Looks like somebody threw a dead cat onto Wall Street’s luge run overnight to temporarily halt the rather ugly 2000 point slide in the Dow Jones Industrial Average — and plenty of freefall in other indices, including markets in other countries. A Friday pause in the financial carnage will give the hedge funders a chance to plant “for sale” signs along their Hamptons driveways, but who might the buyers be? Hedge funders from another planet, perhaps? You can hope. And while you’re at it, how do you spell liquidity problem?
Welcome to the convergence zone of the long emergency, where Murphy’s law meets the law of unintended consequences and the law of diminishing returns, the Three Amigos of collapse. Here’s where being “woke” finally starts to mean something. Namely, that there are more important things in the world than sexual hysteria. Like, for instance, your falling standard of living (and that of everyone else around you).
The meet-up between Kanye West and President D.J. Trump was an even richer metaphor for the situation: two self-styled “geniuses” preening for the cameras in the Oval Office, like kids in a sandbox, without a single intelligible idea emerging from the play-date, and embarrassed grownups all standing ‘round pretending it was a Great Moment in History. You had to wonder how much of Kanye’s bazillion dollar fortune was stashed in the burning house of FAANG stocks. Maybe that flipped his bipolar toggle. Or was he even paying attention to the market action through all the mugging and hugging? (He did have his phone in hand.) Meanwhile, Mr. Trump seemed to be squirming through the episode behind his mighty Resolute desk as if he had “woke” to the realization that ownership of a bursting epic global financial bubble was not exactly “winning.”
If I were President, I’d declare Oct 12 Greater Fool Day. (Nobody likes Christopher Columbus anymore, that genocidal monster of dead white male privilege.) The futures are zooming as I write, a last roundup for suckers at the OD corral, begging the question: who will show up on Monday. Nobody, I predict. And then what?
The great false front of the financial markets resumes falling over into the November election. The rubble from all that buries whatever is left of the automobile business and the housing market. The smoldering aftermath will be described as the start of a long-overdue recession — but it will actually be something a lot worse, with no end in sight.

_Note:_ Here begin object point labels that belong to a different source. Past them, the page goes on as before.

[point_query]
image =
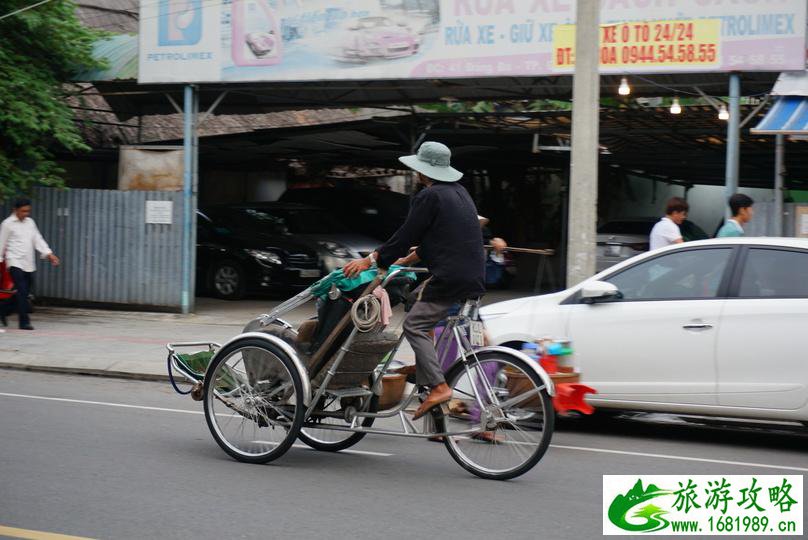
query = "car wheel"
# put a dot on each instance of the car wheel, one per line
(227, 280)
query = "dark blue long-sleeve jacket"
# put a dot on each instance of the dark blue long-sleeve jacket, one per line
(443, 224)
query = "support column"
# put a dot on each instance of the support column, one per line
(779, 182)
(188, 211)
(733, 140)
(583, 193)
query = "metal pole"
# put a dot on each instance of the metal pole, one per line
(779, 182)
(187, 194)
(733, 140)
(583, 194)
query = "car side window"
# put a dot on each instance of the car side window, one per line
(679, 275)
(774, 273)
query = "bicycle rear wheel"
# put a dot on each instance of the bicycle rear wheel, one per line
(253, 400)
(515, 425)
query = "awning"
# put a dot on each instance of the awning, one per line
(789, 116)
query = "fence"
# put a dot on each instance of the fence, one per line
(110, 254)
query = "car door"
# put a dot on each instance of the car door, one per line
(657, 343)
(762, 359)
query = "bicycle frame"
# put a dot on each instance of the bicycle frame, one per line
(484, 395)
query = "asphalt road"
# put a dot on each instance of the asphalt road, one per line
(84, 465)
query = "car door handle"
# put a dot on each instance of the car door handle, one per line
(700, 326)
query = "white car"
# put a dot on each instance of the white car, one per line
(714, 327)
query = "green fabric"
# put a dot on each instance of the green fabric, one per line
(197, 363)
(729, 230)
(321, 288)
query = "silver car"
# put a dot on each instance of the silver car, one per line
(622, 239)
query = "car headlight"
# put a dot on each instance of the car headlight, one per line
(336, 250)
(265, 257)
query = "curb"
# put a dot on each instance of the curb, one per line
(89, 372)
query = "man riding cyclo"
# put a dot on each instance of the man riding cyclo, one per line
(443, 223)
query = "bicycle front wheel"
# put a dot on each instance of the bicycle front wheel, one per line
(514, 425)
(253, 400)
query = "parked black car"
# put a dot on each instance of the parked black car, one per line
(371, 211)
(265, 247)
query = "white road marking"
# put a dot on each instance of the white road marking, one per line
(165, 409)
(365, 452)
(107, 404)
(681, 458)
(349, 451)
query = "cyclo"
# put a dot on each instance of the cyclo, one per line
(325, 382)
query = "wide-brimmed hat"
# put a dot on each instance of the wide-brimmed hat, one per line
(433, 160)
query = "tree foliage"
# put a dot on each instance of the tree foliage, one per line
(40, 50)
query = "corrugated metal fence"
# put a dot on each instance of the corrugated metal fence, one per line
(110, 255)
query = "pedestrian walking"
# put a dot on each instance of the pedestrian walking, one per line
(666, 231)
(19, 239)
(741, 207)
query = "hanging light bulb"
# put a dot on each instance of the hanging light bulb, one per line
(624, 88)
(675, 107)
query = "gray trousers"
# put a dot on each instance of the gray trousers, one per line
(420, 321)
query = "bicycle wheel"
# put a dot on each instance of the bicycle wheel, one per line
(253, 400)
(515, 425)
(331, 440)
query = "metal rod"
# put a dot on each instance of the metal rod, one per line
(334, 427)
(187, 188)
(779, 182)
(733, 140)
(331, 372)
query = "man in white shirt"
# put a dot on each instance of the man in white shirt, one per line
(666, 231)
(19, 238)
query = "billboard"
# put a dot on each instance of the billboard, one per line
(300, 40)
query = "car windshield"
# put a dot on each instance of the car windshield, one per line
(374, 22)
(295, 220)
(627, 227)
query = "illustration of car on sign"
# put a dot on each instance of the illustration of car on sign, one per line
(371, 38)
(261, 43)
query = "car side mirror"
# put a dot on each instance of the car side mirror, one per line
(599, 291)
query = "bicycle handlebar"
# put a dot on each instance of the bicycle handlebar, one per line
(394, 273)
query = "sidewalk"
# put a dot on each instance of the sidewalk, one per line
(132, 344)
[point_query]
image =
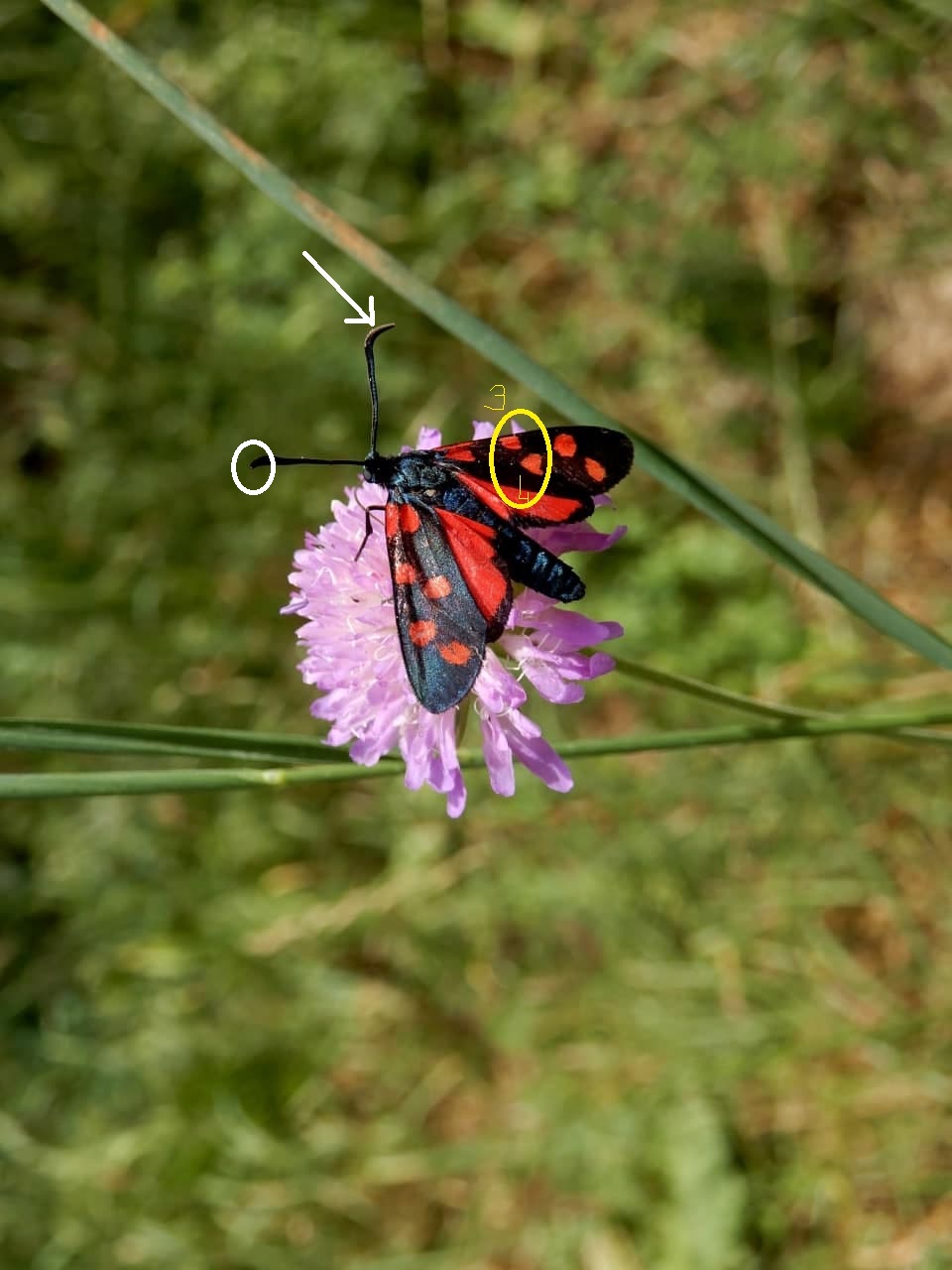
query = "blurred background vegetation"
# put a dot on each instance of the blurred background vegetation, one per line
(702, 1023)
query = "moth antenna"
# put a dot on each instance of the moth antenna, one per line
(372, 379)
(282, 461)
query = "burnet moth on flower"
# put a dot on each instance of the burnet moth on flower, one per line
(456, 548)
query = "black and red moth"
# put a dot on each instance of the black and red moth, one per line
(456, 548)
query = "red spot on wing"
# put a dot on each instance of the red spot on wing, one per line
(474, 549)
(454, 653)
(436, 588)
(409, 518)
(421, 633)
(549, 508)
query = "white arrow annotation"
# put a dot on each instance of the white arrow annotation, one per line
(365, 317)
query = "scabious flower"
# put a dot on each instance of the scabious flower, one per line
(353, 656)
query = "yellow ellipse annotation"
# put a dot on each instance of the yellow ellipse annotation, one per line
(506, 418)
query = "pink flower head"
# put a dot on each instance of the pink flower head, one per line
(353, 656)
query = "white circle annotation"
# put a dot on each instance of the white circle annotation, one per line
(273, 472)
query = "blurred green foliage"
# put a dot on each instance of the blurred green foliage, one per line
(701, 1023)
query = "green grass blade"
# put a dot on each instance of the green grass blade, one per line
(702, 492)
(688, 686)
(35, 785)
(95, 737)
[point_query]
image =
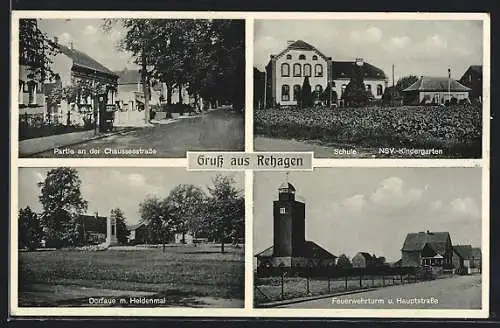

The Democratic Party might not be nimble enough to capitalize on the sudden disappearance of capital. Their only hope to date has been to capture the vote of every female in America, to otherwise augment their constituency of inflamed and aggrieved victims of unsubstantiated injustices. It’s been fun playing those cards, and the Party might not even know how to play a different game at this point. Democratic politicians may also be among the one-percenters who watch their net worth go up in a vapor in a market collapse, leaving them too numb to act. The last time something like this happened, in the fall of 2008, candidate Barack Obama barely knew what to say about the fall of Lehman Brothers and the ensuing cascade of misery — though unbeknownst to the voters, he was already a hostage of Wall Street.
Complicating matters this time will be the chaos unleashed in politics and governing when the long-running “Russia collusion” melodrama boomerangs into a raft of indictments against the cast of characters in the Intel Community and Department of Justice AND the Democratic National Committee, and perhaps even including the Party’s last standard bearer, HRC, for ginning up the Russia Collusion matter in the first place as an exercise in sedition. The wheels of the law turn slowly, but they’ll turn even while financial markets tumble. And the threat to order might be so great that an unprecedented “emergency” has to be declared, with soldiers in the streets of Washington, as was sadly the case in 1861, the first time the country turned itself upside down.